The fourth episode was set to film in the autumn of 1941 after Cary Grant and Alfred Hitchcock – the leading man and director – had completed the film Suspicion: the availability of the episode's leading lady: Ida Lupino, was a non-issue, the actress being on suspension at Warner Bros. When the filming of Suspicion ran overtime preventing both Grant and Hitchcock from filming the fourth episode in September 1941 Brian Aherne replaced Grant as Lupino's leading man, with René Clair replacing Hitchcock as director. Filming on the fifth episode – with Edmund Goulding directing leading players Robert Cummings and Merle Oberon – began 27 November 1941, with the film as originally envisioned completed after the filming day of 1 December 1941: however the 7 December 1941 attack on Pearl Harbor infused in Hardwicke the need to modify the film to reflect the direct involvement in World War II which Pearl Harbor made inevitable. When the film remained incomplete several months into 1942, RKO – who by then had spent $100,000 over the agreed $300,000 production costs budget – insisted the film be "wrapped" and made ready for release, assigning Frank Lloyd to direct Kent Smith and Ruth Warrick – both RKO contract players – in a "framing" segment set in 1941 which would open and close the film also popping up between the second and third episode. It was hoped that Forever and a Day could be released in November 1942: however the film would not be released until March 1943.

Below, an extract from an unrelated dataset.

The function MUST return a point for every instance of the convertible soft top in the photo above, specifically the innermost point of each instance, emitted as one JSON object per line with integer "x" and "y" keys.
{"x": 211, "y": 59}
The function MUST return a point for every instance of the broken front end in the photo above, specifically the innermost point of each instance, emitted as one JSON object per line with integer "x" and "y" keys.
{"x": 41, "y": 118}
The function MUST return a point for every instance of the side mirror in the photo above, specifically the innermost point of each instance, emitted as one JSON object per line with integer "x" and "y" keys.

Clair later said "Forever and a Day I totally disown" and he became involved after Hithcock dropped out "Since the British considered I was almost one of them after having made two pictures in England, they asked me to direct that short sketch and so I agreed. But the script had already been completed, and I only partially revised it. The way it had been written, the sketch would have lasted half an hour and would have cost a fortune to shoot. All I really did was trim it down into reasonable proportions and make it viable... It's the only film I've ever directed for which I didn't write the script. Completely uninteresting."